A aplicação dessa majorante afasta a aplicabilidade da agravante genérica prevista no CP, art. 62, II, “h”, sob pena de bis in idem. Advirta-se, por fim, que esse estelionato majorado pela condição etária da vítima não se confunde com as figuras típicas definidas no Estatuto do Idoso, em seus arts. 102 e 106. No primeiro caso, não existe fraude, e, sim, apropriação indébita (com boa-fé inicial do agente), ao passo que na segunda hipótese incriminadora mencionada (art. 106) o delito de outorga indevida de procuração afigura-se crime formal, em que há apenas a potencialidade do dano ao acervo patrimonial do idoso, com punição menos rigorosa porque, caso se constitua tal manobra apenas meio para perpetração da fraude, correta será a subsunção da conduta ao “estelionato senil”, que, como infração material (cujo resultado implica efetiva lesão patrimonial à vítima), absorve aquela e acarreta, por isso, a imposição de castigo penal mais severo.23
6. Consumação e tentativa
Perfaz-se o crime com a obtenção da vantagem indevida, sendo possível a tentativa. Trata-se de crime classificado doutrinariamente como material (injusto típico que descreve a conduta proibida e prevê o decorrente resultado naturalístico, de cuja produção depende a consumação delitiva).
7. Ação penal
Trata-se de crime perseguido mediante ação penal pública incondicionada, acarretando que devam praticar de ofício seus atos – independentemente de provocação de eventual interessado ou adimplemento de qualquer condição de procedibilidade -- tanto a autoridade policial (instaurando o inquérito policial para determinação da autoria e materialidade da infração penal) quando o membro do Ministério Público (ofertando a denúncia para desencadeamento da persecução penal em juízo criminal).

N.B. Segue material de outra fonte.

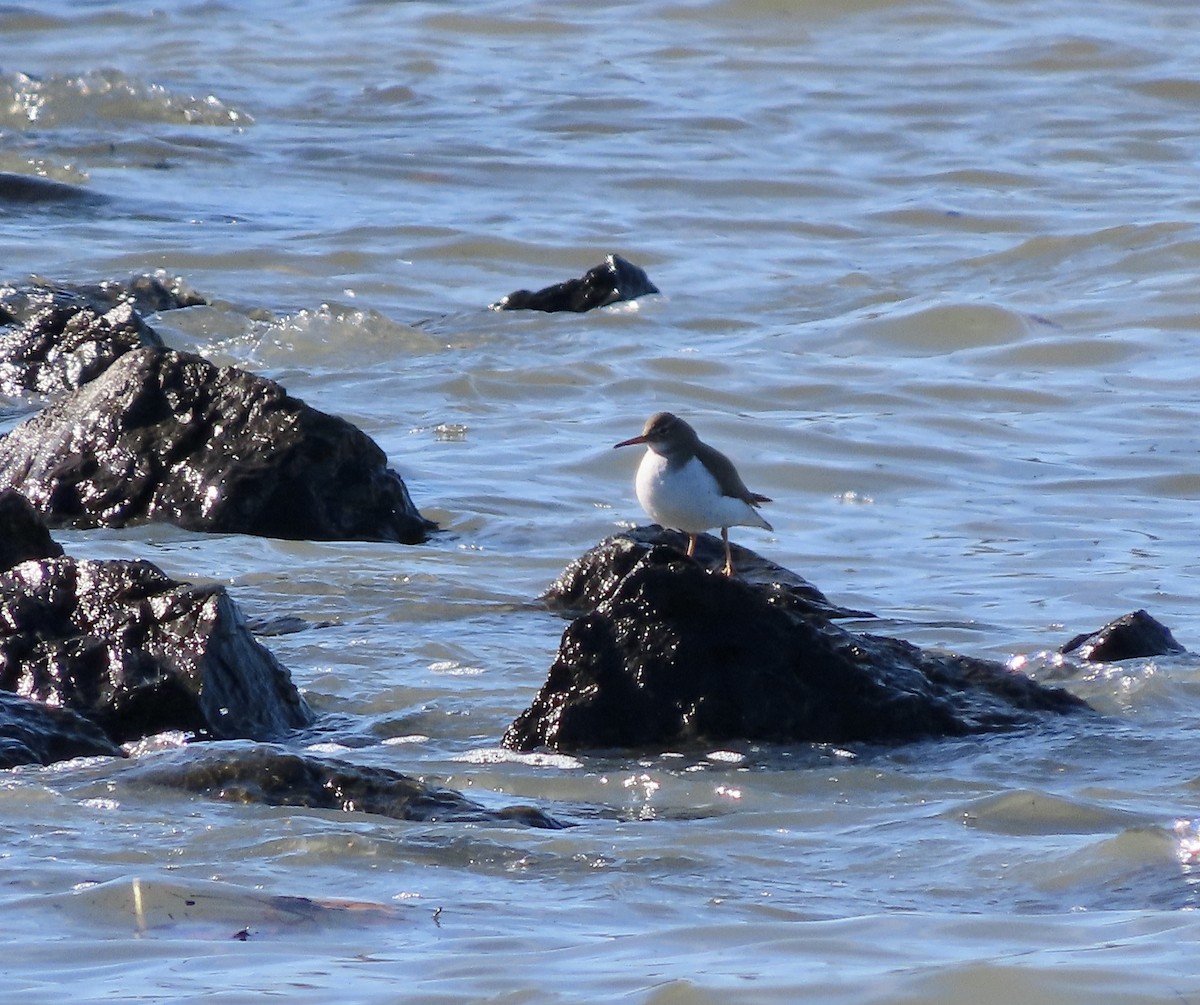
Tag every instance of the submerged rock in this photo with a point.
(676, 655)
(58, 338)
(31, 190)
(274, 776)
(1128, 637)
(35, 733)
(139, 654)
(165, 435)
(23, 534)
(611, 282)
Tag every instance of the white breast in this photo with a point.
(688, 498)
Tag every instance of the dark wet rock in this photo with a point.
(35, 733)
(597, 573)
(23, 190)
(274, 776)
(165, 435)
(147, 294)
(139, 654)
(54, 339)
(23, 534)
(1129, 637)
(611, 282)
(675, 655)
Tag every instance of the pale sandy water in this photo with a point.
(929, 274)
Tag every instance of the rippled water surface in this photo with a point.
(928, 272)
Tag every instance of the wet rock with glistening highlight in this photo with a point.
(611, 282)
(166, 435)
(675, 655)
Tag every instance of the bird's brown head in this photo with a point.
(664, 433)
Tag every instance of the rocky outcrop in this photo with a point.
(35, 733)
(595, 575)
(1132, 636)
(23, 535)
(611, 282)
(676, 655)
(165, 435)
(58, 338)
(138, 654)
(274, 776)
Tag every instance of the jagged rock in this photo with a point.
(165, 435)
(23, 534)
(58, 338)
(139, 654)
(1129, 637)
(597, 573)
(274, 776)
(35, 733)
(611, 282)
(675, 655)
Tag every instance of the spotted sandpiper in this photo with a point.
(689, 486)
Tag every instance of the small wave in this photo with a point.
(107, 95)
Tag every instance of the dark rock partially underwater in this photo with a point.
(36, 733)
(676, 655)
(138, 654)
(275, 776)
(94, 654)
(611, 282)
(165, 435)
(23, 534)
(58, 338)
(1128, 637)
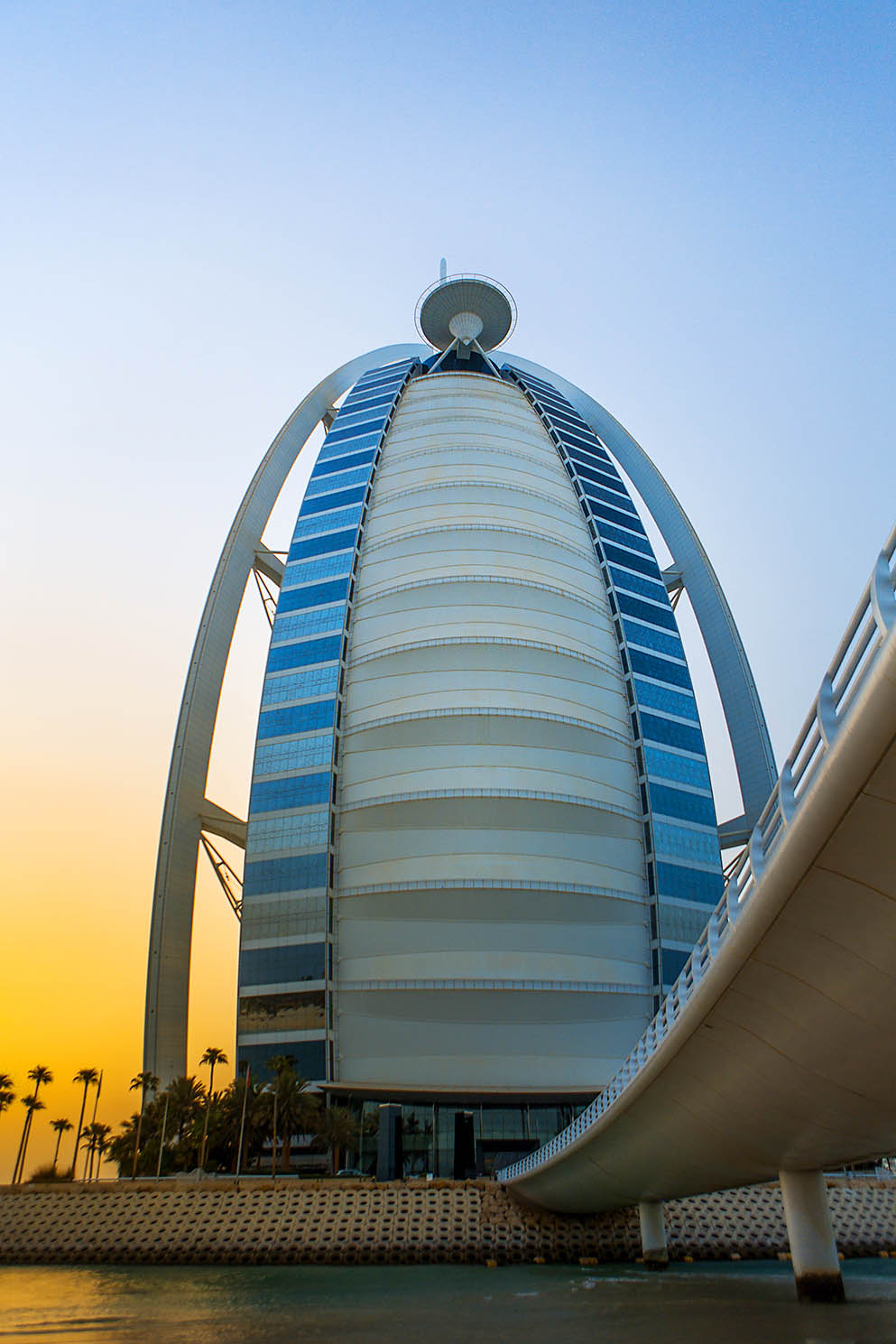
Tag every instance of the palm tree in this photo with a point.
(278, 1065)
(31, 1104)
(60, 1126)
(212, 1057)
(87, 1077)
(39, 1074)
(7, 1094)
(337, 1129)
(147, 1082)
(97, 1144)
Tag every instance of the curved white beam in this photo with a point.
(750, 741)
(172, 913)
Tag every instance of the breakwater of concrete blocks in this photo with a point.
(359, 1222)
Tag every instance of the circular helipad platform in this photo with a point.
(465, 308)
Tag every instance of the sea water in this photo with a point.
(747, 1302)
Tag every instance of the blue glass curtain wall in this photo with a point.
(297, 744)
(684, 860)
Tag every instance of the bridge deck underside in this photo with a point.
(793, 1066)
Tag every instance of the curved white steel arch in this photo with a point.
(750, 741)
(187, 811)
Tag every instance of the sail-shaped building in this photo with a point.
(481, 838)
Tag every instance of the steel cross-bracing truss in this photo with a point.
(187, 812)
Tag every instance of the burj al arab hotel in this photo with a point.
(481, 836)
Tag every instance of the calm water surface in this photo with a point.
(689, 1304)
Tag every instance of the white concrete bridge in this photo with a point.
(775, 1052)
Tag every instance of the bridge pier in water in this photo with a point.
(653, 1234)
(811, 1237)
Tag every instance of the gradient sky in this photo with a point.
(208, 208)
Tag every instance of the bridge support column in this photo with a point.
(653, 1234)
(811, 1237)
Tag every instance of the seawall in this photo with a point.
(403, 1222)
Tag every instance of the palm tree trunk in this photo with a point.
(140, 1126)
(81, 1123)
(211, 1083)
(22, 1148)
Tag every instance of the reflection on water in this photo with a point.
(689, 1304)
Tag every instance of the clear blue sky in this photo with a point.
(206, 208)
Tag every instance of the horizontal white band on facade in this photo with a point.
(467, 640)
(448, 448)
(539, 794)
(441, 528)
(445, 579)
(280, 987)
(562, 888)
(478, 711)
(580, 987)
(504, 487)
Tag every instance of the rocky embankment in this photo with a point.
(359, 1222)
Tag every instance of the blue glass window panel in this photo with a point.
(566, 418)
(277, 757)
(634, 583)
(283, 964)
(343, 462)
(341, 481)
(319, 568)
(313, 594)
(661, 698)
(602, 477)
(309, 1055)
(683, 843)
(665, 766)
(645, 612)
(591, 456)
(326, 523)
(300, 791)
(338, 436)
(689, 884)
(368, 399)
(323, 544)
(687, 807)
(617, 503)
(633, 562)
(673, 734)
(332, 499)
(301, 684)
(301, 718)
(614, 533)
(613, 515)
(653, 639)
(673, 962)
(386, 376)
(365, 414)
(661, 670)
(580, 441)
(343, 450)
(300, 654)
(308, 623)
(294, 832)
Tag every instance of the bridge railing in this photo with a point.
(872, 620)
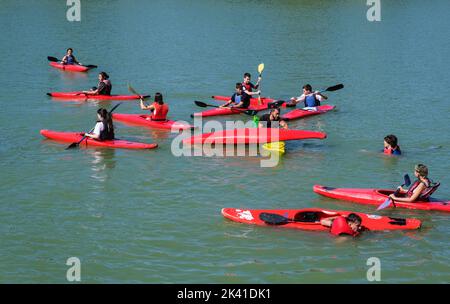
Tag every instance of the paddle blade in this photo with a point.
(260, 68)
(275, 104)
(115, 107)
(385, 204)
(335, 88)
(273, 219)
(407, 180)
(72, 145)
(130, 88)
(200, 104)
(251, 112)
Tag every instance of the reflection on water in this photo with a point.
(103, 162)
(390, 161)
(67, 75)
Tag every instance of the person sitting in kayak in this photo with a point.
(266, 120)
(310, 98)
(159, 108)
(69, 58)
(420, 190)
(248, 87)
(350, 225)
(239, 99)
(104, 129)
(390, 145)
(104, 86)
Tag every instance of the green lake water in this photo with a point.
(150, 217)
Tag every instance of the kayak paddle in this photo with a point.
(74, 145)
(333, 88)
(387, 202)
(204, 105)
(54, 59)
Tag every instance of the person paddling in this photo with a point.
(266, 120)
(159, 108)
(248, 87)
(391, 146)
(340, 225)
(239, 99)
(310, 98)
(104, 129)
(69, 58)
(104, 86)
(420, 190)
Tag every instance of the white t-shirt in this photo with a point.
(99, 127)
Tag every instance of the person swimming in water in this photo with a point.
(391, 146)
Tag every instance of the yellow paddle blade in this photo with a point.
(260, 68)
(275, 147)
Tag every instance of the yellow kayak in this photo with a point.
(277, 147)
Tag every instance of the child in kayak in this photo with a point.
(69, 58)
(266, 120)
(240, 99)
(248, 87)
(420, 190)
(104, 86)
(350, 225)
(159, 108)
(310, 98)
(390, 145)
(104, 129)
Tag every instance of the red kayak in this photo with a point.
(82, 96)
(253, 136)
(309, 219)
(377, 197)
(227, 111)
(70, 67)
(72, 137)
(145, 120)
(301, 113)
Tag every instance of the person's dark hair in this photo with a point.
(421, 169)
(391, 140)
(354, 218)
(104, 75)
(107, 119)
(307, 87)
(159, 98)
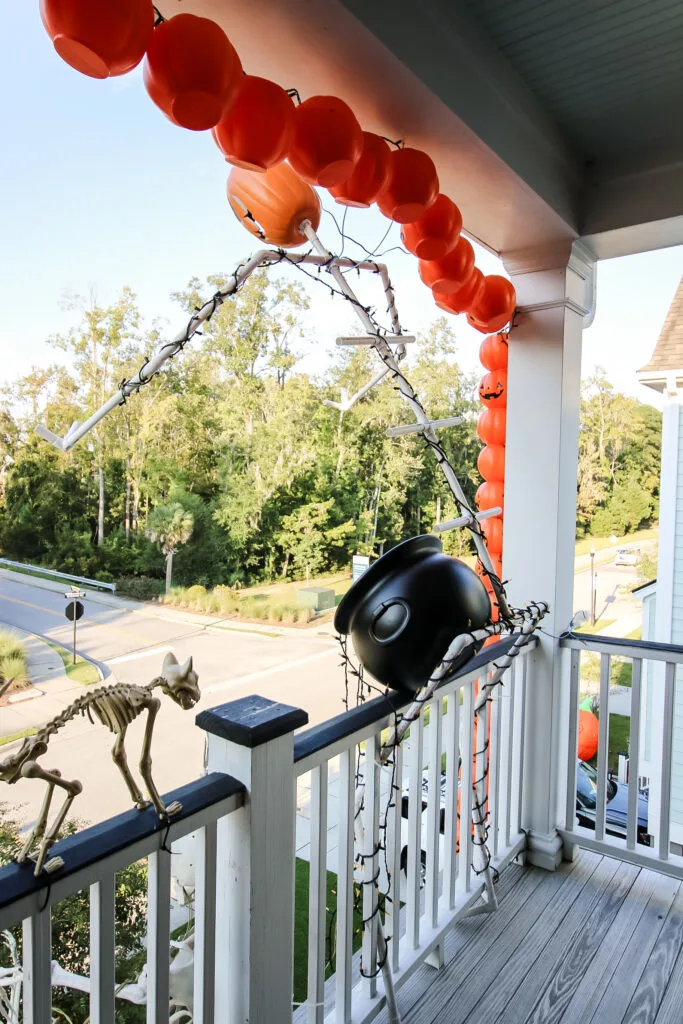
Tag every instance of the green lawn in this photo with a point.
(83, 672)
(301, 881)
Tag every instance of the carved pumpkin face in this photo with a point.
(494, 389)
(272, 205)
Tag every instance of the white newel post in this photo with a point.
(554, 293)
(253, 740)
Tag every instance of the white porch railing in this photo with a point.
(244, 813)
(648, 847)
(425, 857)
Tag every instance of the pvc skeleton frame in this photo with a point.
(524, 621)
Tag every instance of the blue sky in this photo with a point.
(99, 190)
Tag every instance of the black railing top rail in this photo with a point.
(116, 836)
(640, 647)
(334, 729)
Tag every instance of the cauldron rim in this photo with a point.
(376, 573)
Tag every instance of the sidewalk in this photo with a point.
(50, 691)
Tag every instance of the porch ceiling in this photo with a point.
(547, 119)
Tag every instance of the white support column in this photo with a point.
(253, 740)
(555, 294)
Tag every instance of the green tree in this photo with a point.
(169, 526)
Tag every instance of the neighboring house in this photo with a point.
(663, 598)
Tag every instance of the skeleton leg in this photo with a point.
(121, 761)
(53, 778)
(38, 829)
(145, 763)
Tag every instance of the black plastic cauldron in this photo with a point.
(408, 607)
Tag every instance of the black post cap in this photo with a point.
(251, 721)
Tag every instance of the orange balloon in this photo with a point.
(453, 271)
(191, 71)
(494, 389)
(258, 129)
(492, 426)
(489, 495)
(99, 39)
(492, 462)
(412, 188)
(495, 305)
(494, 351)
(589, 732)
(435, 233)
(328, 141)
(493, 530)
(369, 176)
(273, 204)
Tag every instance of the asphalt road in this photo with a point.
(301, 668)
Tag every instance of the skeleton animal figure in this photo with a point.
(116, 707)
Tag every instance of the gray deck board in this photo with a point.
(597, 941)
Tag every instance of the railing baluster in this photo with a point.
(102, 945)
(603, 742)
(433, 811)
(634, 754)
(495, 768)
(415, 835)
(159, 926)
(205, 924)
(667, 744)
(466, 754)
(37, 968)
(394, 841)
(344, 947)
(317, 893)
(452, 744)
(572, 744)
(371, 863)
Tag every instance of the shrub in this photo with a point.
(139, 588)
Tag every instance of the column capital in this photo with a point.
(559, 274)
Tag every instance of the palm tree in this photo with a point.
(169, 526)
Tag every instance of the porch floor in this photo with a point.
(598, 940)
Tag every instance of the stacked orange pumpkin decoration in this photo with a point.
(195, 76)
(492, 430)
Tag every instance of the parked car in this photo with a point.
(627, 556)
(616, 804)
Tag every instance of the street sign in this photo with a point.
(74, 610)
(358, 565)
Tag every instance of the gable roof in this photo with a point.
(668, 352)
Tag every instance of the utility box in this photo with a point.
(317, 598)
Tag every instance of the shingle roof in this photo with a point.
(668, 352)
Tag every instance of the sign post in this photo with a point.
(74, 610)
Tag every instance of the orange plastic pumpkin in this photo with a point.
(328, 141)
(453, 271)
(412, 188)
(489, 495)
(494, 351)
(492, 426)
(435, 233)
(191, 71)
(494, 389)
(272, 205)
(99, 39)
(492, 462)
(493, 530)
(589, 734)
(257, 131)
(369, 176)
(494, 306)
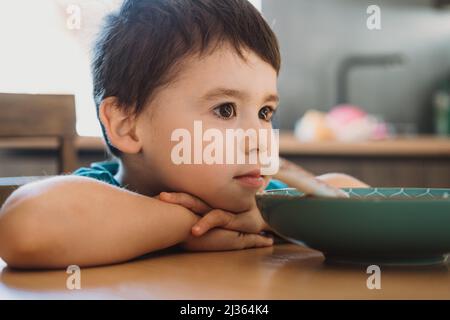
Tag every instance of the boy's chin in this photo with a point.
(233, 204)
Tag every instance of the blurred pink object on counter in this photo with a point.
(347, 123)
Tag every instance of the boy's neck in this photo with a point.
(131, 178)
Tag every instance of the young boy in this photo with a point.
(158, 66)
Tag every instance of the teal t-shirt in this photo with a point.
(106, 170)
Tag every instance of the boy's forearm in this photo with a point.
(86, 223)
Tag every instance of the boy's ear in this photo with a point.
(120, 127)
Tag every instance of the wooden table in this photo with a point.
(284, 271)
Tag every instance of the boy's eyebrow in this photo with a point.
(220, 92)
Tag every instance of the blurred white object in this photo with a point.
(313, 126)
(345, 123)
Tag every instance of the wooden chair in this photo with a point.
(41, 116)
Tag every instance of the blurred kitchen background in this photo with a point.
(371, 103)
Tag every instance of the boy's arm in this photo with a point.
(75, 220)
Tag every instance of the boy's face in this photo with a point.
(197, 95)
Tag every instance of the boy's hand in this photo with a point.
(249, 222)
(222, 239)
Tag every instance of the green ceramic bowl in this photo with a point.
(374, 226)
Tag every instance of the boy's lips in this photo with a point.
(251, 179)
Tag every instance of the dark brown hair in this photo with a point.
(140, 45)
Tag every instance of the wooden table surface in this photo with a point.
(284, 271)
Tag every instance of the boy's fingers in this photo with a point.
(185, 200)
(215, 218)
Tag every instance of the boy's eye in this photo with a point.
(225, 111)
(266, 113)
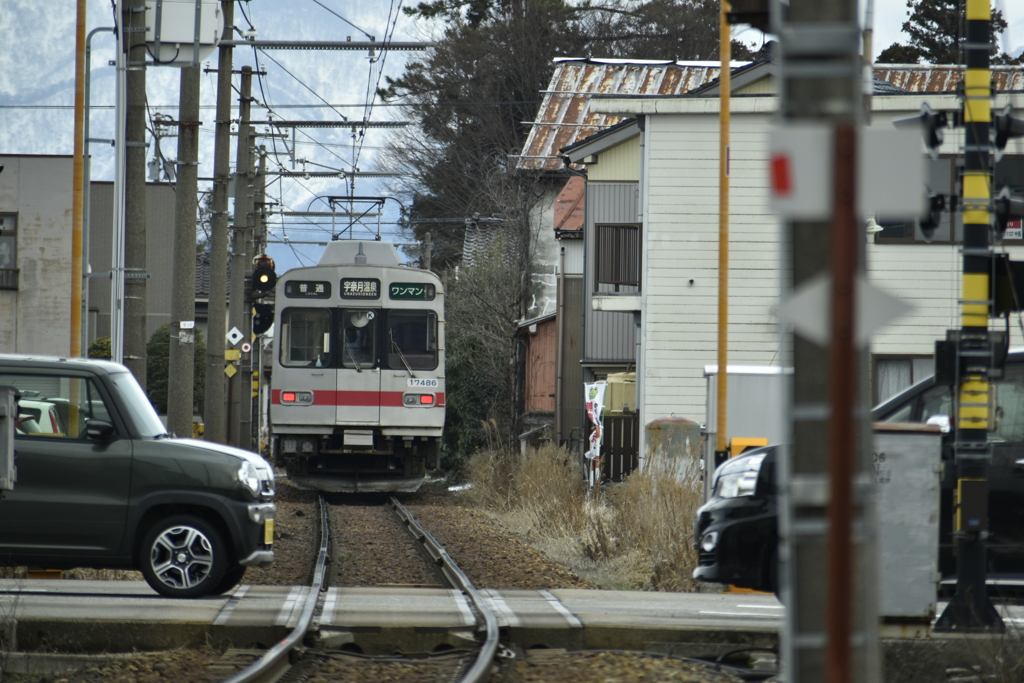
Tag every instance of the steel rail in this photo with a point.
(480, 670)
(274, 660)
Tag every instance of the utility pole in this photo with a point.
(181, 368)
(78, 189)
(135, 272)
(214, 401)
(255, 368)
(240, 424)
(724, 95)
(829, 632)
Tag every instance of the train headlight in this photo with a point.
(249, 476)
(709, 542)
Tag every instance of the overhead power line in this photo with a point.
(330, 45)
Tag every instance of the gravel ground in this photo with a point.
(373, 549)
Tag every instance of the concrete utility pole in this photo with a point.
(255, 366)
(181, 369)
(240, 424)
(830, 631)
(135, 147)
(214, 401)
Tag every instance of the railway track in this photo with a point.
(294, 650)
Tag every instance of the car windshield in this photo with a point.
(738, 476)
(137, 404)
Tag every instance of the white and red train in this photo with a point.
(357, 399)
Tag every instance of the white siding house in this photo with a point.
(679, 204)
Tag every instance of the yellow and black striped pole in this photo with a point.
(970, 608)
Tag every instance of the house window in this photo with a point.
(8, 251)
(893, 374)
(616, 255)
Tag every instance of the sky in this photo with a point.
(37, 94)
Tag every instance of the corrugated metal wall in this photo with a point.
(610, 337)
(570, 400)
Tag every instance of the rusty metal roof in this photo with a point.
(568, 206)
(564, 116)
(943, 78)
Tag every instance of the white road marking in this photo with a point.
(497, 602)
(463, 604)
(228, 609)
(330, 602)
(562, 609)
(289, 606)
(759, 615)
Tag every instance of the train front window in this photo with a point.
(305, 338)
(412, 340)
(358, 338)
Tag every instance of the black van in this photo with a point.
(101, 484)
(736, 534)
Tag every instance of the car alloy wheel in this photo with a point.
(183, 556)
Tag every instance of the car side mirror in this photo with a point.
(942, 421)
(99, 430)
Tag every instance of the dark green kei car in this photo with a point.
(101, 484)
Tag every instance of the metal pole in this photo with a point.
(87, 187)
(77, 186)
(214, 401)
(241, 307)
(829, 633)
(118, 231)
(724, 93)
(181, 365)
(842, 393)
(970, 608)
(135, 274)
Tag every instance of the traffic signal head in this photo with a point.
(1007, 127)
(264, 280)
(1007, 206)
(262, 317)
(931, 220)
(931, 124)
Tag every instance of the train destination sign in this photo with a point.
(412, 291)
(307, 289)
(360, 288)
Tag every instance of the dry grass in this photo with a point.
(637, 535)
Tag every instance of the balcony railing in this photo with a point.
(617, 255)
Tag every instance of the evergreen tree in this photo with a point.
(158, 359)
(936, 29)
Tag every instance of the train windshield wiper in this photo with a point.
(401, 355)
(351, 354)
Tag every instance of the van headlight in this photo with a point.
(249, 476)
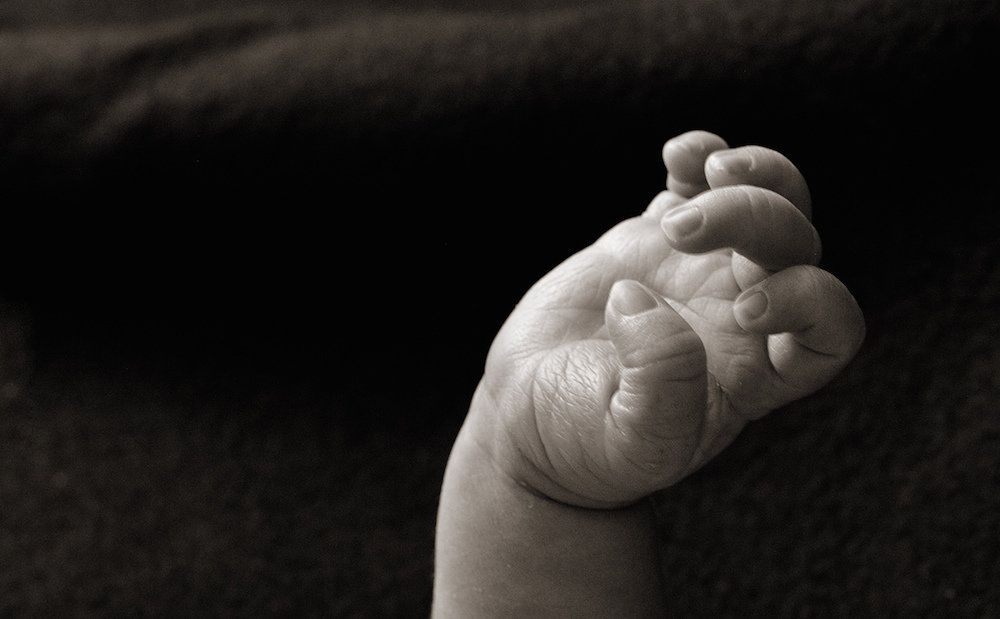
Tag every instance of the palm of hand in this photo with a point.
(557, 351)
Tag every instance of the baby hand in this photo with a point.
(639, 358)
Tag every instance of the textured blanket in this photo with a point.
(264, 246)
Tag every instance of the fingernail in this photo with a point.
(682, 222)
(732, 162)
(753, 305)
(630, 298)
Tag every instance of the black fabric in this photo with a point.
(265, 247)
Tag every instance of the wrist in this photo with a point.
(504, 548)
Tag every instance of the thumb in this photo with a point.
(656, 414)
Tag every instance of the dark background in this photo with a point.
(263, 248)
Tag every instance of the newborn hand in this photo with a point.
(641, 357)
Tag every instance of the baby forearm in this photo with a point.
(502, 550)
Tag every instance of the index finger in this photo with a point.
(756, 222)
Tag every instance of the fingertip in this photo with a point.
(685, 154)
(629, 298)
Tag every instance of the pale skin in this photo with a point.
(623, 370)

8. Distinções e confrontos
Existem nítidas distinções típicas do estelionato em confronto com outros crimes, codificados ou não, sendo mais recorrentes os seguintes casos:24
(a) furto mediante fraude (CP, art. 155, § 4º, II): neste existirá sempre uma subtração, ao passo que no estelionato é a própria vítima que, ilaqueada em sua vontade pela fraude, entrega voluntariamente a coisa ao agente;
(b) apropriação indébita (CP, art. 168): nesta jamais estará presente o dolo inicial, sendo apenas posterior essa vontade criminosa, contrariamente ao estelionato em que existe obrigatoriamente o “dolus ab initio”;
(c) extorsão (CP, art. 158): nesta a vítima, submetida à violência ou à grave ameaça, entrega a coisa ao agente contra sua vontade, diversamente do que ocorre no estelionato em que o ofendido, porque iludido, faz a entrega de boa vontade em favor do estelionatário;
(d) curandeirismo (CP, art. 284): pode ocorrer em concurso formal com o estelionato quando o agente obtém vantagem ilícita da vítima sob pretexto de sanar problemas sentimentais ou de saúde;
(e) uso de documento falso (CP, art. 304): antiga controvérsia doutrinária e jurisprudencial foi solvida com o advento da Súmula 17, STJ, ao estabelecer que “quando o falso se exaure no estelionato, sem mais potencialidade lesiva, é por este absorvido”.
9. Súmulas correlatas
Súmula 246, STF: “Comprovado não ter havido fraude, não se configura o crime de emissão de cheque sem fundos”.
Súmula 521, STF: “O foro competente para o processo e julgamento dos crimes de estelionato, sob a modalidade de emissão dolosa de cheque sem provisão de fundos, é onde se deu a recusa do pagamento do sacado”.
Súmula 554, STF: “O pagamento de cheque emitido sem provisão de fundos, após o recebimento da denúncia, não obsta ao prosseguimento da ação penal”.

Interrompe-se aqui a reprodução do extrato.